True security is available at tremendous expense by using a hardware technique based on quantum theory. It requires having a very expensive direct fiber link between the two sites that want untappable communications. Any attempt to eavesdrop would disrupt the communications (due to the basic problem in quantum physics of any observer disturbing that which they observe). This is called quantum cryptography; the main use of such a system would be for secure transmission of encryption keys that could then be used to transmit larger amounts of data elsewhere. (A current problem in quantum cryptography is getting the distance available to go up; the best we can do in 1996 is about 10km before the signal on the fiber peters out. For Shadowrun purposes, we can assume that it’s possible to make a “quantum repeater” that has solved this problem. Naturally, this sort of thing would still be hideously expensive, since you can’t just ship packets around on a switched network like you do today...)
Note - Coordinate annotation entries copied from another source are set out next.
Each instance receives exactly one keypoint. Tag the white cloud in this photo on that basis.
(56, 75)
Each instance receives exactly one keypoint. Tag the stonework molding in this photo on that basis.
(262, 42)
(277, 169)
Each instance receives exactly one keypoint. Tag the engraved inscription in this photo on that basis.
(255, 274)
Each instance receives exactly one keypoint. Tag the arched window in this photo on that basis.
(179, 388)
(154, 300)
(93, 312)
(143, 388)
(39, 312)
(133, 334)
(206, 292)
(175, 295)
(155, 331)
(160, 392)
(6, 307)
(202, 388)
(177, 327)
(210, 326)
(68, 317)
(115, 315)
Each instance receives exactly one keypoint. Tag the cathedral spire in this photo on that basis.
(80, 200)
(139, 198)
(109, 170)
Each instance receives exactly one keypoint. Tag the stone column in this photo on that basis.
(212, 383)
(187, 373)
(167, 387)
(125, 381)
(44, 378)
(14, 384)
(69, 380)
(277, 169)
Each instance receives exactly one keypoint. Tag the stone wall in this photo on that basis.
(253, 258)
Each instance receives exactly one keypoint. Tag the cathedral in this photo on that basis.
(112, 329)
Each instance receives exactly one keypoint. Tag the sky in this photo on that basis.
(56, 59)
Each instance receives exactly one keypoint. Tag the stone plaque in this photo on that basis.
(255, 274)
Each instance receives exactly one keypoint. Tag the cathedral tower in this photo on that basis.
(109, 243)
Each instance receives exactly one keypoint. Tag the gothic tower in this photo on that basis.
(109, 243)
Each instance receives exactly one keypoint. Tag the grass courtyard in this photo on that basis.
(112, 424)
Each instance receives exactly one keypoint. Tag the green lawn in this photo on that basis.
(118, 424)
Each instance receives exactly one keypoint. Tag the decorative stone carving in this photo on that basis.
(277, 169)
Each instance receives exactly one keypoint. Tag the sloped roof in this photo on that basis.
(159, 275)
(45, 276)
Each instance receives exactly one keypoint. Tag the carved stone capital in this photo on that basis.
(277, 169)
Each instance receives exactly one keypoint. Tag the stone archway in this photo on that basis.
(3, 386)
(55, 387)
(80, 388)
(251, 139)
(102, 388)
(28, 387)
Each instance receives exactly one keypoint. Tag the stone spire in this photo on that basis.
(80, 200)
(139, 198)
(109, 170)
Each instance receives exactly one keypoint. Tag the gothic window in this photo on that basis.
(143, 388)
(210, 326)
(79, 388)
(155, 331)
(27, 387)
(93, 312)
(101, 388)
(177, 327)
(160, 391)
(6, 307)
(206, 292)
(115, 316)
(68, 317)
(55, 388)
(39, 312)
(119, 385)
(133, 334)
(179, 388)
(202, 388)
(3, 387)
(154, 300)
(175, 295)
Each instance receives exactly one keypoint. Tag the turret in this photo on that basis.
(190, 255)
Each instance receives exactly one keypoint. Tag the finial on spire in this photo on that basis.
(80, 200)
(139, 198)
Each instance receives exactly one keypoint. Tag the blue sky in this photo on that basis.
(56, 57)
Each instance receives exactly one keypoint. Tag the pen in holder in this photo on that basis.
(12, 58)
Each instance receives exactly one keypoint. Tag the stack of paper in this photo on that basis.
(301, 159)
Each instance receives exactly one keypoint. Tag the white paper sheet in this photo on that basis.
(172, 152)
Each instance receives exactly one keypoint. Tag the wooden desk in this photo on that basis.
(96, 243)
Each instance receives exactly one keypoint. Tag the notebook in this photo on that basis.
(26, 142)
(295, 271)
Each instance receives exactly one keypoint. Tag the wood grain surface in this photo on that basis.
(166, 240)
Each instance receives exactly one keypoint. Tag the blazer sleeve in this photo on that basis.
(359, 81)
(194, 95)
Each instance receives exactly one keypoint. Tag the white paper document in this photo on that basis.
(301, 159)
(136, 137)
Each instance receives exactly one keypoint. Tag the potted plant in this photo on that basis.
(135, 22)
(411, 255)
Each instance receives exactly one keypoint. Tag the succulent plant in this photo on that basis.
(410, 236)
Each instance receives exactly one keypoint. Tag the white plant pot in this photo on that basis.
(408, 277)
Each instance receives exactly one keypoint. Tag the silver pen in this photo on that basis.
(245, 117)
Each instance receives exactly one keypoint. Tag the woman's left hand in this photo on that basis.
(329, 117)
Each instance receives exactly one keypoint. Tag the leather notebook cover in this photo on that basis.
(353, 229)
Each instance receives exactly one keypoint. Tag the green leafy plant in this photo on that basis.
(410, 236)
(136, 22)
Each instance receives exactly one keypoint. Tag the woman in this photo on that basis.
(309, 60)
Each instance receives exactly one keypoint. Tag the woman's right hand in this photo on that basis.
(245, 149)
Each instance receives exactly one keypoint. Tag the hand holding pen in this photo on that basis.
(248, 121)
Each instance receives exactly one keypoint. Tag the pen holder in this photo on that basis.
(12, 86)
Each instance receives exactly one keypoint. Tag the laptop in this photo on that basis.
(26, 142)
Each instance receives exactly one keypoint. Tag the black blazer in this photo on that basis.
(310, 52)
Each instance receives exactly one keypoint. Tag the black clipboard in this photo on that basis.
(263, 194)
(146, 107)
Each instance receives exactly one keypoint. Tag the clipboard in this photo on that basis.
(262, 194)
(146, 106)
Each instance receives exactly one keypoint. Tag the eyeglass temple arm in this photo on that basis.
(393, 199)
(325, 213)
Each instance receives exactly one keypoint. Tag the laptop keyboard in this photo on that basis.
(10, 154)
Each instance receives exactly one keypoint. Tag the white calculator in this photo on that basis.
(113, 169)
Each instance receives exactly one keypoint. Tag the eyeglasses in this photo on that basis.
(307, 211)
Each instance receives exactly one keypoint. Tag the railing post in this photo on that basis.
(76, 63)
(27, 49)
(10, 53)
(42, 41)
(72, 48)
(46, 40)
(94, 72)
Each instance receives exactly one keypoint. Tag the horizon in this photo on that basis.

Steganography is the art of communicating through hidden information. If your opponent doesn’t know to look for hidden messages, they won’t bother trying to decrypt them. Generally, this can be done by hiding data in insignificant details of otherwise noisy information— the random hiss of a microphone could be masked out and replaced with a hidden signal, or the lowest bits in a color image taken from a noisy photograph replaced with useful information. (Since perfectly compressed data is indistiguishable from white noise, it would still sound just like hiss.)


Encryption can provide the hook for a number of possible shadowruns. Getting hold of someone’s private encryption key would be a natural way to get at their secret files, already grabbed by a decker. (Of course, it still might be necessary to fake his retina scan, fingerprints, cellular scan, and passcode, which could necessitate an extraction as well.) Runners could be used as couriers to deliver one time pads to people who need extreme secrecy.
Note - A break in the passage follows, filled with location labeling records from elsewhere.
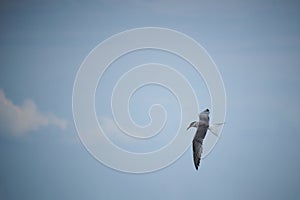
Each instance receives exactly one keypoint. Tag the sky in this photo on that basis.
(256, 47)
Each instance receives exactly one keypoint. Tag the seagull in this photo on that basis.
(202, 127)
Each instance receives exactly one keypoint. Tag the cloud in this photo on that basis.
(18, 120)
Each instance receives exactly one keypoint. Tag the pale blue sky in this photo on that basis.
(256, 46)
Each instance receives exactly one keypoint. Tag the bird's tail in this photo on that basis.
(213, 128)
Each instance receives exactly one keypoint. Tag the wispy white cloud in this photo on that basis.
(18, 120)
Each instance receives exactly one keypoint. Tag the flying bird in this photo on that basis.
(202, 127)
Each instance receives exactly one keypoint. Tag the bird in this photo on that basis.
(202, 127)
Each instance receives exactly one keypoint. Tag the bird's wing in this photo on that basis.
(197, 144)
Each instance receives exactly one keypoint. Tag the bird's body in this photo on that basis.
(202, 127)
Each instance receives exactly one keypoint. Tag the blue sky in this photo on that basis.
(256, 46)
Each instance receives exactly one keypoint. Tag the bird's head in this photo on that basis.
(193, 124)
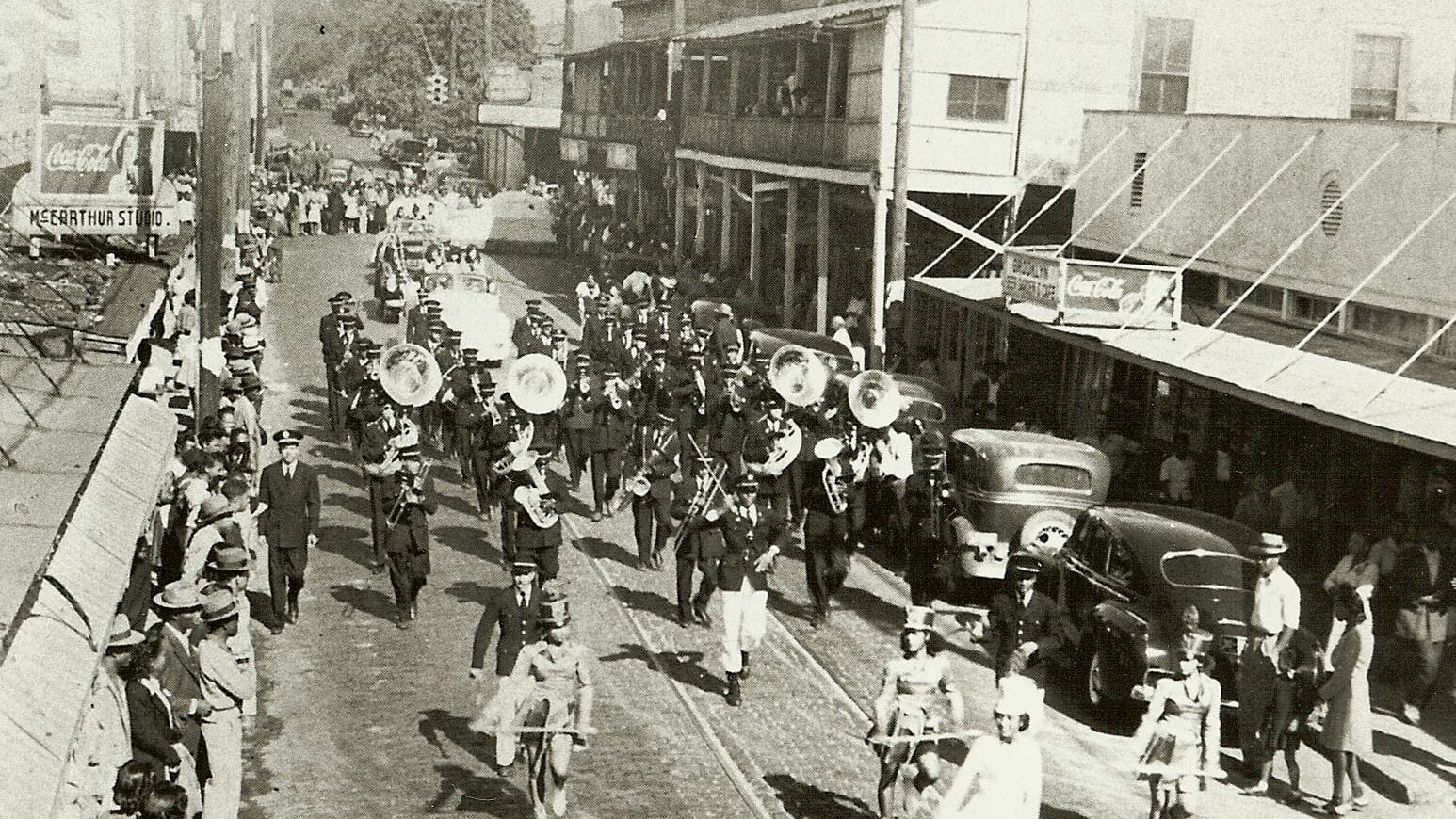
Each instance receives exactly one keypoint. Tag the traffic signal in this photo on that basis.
(437, 88)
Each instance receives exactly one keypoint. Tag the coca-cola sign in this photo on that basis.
(117, 159)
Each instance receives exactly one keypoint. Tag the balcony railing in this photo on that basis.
(800, 140)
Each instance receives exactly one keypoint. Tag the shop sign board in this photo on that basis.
(98, 178)
(1093, 293)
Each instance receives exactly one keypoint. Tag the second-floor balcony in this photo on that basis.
(798, 140)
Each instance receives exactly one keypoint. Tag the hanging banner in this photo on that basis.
(96, 176)
(1093, 293)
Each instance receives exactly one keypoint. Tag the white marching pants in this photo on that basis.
(223, 733)
(746, 618)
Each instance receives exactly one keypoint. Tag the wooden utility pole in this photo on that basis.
(215, 189)
(901, 184)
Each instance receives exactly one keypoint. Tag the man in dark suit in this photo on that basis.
(408, 540)
(1027, 627)
(1424, 584)
(288, 492)
(754, 533)
(511, 611)
(181, 610)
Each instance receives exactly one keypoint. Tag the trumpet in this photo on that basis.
(408, 495)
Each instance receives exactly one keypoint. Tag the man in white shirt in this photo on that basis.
(1272, 621)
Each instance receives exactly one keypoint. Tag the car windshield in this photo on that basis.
(1203, 569)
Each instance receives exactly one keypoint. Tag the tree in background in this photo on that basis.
(383, 50)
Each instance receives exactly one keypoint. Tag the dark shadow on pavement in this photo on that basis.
(471, 540)
(488, 795)
(683, 666)
(804, 800)
(349, 543)
(370, 601)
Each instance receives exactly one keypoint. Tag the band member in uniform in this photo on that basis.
(907, 706)
(933, 505)
(1026, 627)
(610, 435)
(512, 614)
(532, 525)
(384, 438)
(408, 544)
(578, 416)
(654, 460)
(288, 522)
(698, 546)
(826, 525)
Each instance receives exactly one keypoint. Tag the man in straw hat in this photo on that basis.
(907, 706)
(105, 735)
(288, 499)
(1026, 626)
(1272, 621)
(224, 685)
(1002, 773)
(179, 607)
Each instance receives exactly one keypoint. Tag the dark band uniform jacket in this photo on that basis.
(519, 629)
(293, 505)
(744, 541)
(1040, 621)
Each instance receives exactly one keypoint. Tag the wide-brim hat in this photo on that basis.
(122, 634)
(919, 618)
(178, 595)
(218, 605)
(232, 559)
(1271, 544)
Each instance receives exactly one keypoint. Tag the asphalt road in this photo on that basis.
(360, 719)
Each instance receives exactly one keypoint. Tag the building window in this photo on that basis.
(1311, 307)
(1392, 325)
(1378, 77)
(1333, 210)
(1135, 194)
(1167, 61)
(981, 99)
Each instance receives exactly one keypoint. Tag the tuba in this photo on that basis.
(874, 399)
(410, 374)
(536, 383)
(798, 374)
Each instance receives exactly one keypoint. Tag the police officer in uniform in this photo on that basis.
(1026, 627)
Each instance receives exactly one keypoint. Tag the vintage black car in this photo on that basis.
(1133, 578)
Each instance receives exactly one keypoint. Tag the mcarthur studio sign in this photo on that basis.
(1093, 293)
(95, 176)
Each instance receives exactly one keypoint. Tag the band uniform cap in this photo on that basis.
(827, 448)
(1271, 544)
(178, 595)
(919, 618)
(232, 559)
(213, 508)
(1026, 563)
(1018, 696)
(218, 605)
(555, 611)
(122, 634)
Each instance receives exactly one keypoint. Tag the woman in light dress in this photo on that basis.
(1002, 773)
(1180, 733)
(909, 706)
(1347, 733)
(548, 703)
Getting hold of the most important private keys— the ones used by governments, megacorporations, and banks— should be incredibly difficult, due to the potential for abuse. Game masters are encouraged to come up with elaborate means of safeguarding such things: the most common will be that one has to interact with a processor of some sort that will refuse to give up a private key, but will be happy to encrypt things with it. Attempting to open up the device should wipe the memory.

But what about the encryption in the source material?

Basically, FASA seems to be unaware of just how powerful good encryption algorithms can be. However, let’s try to put a reasonable patch on these things:

We can assume that the given encryption technology in the Street Samurai Catalog is as much encryption hardware as you can fit into that small an amount of Essence. Anything more than that would require larger amounts of processing hardware in order to translate that much bandwidth that fast. There’s no reason that anyone actually using an external headset should not be able to have extremely secure communications.

Scramble IC (and the Decrypt utility for defeating it) are simply nuisance levels of encryption, designed to get in the way of a decker, but not to stop someone from being able to restore the encrypted files.

Game Notes

In general, anyone who wants unbreakable encryption and has a Computer Theory of at least 3 or puts in a week of research can have it. (Making something truly unbreakable is very hard, but decryption can be made arbitrarily difficult.) Schemes can easily be devised that would require all the computing power in the Matrix to be crunching well after the universe has collapsed back upon itself, and they are used by businessmen and criminals alike.

The trick is, of course, getting to the encryption key— and shadowrunners are just the people to try. Remember: the more people that need access to something, the easier it is to get. Don’t design any secure measures that can’t even be used by the people who need them.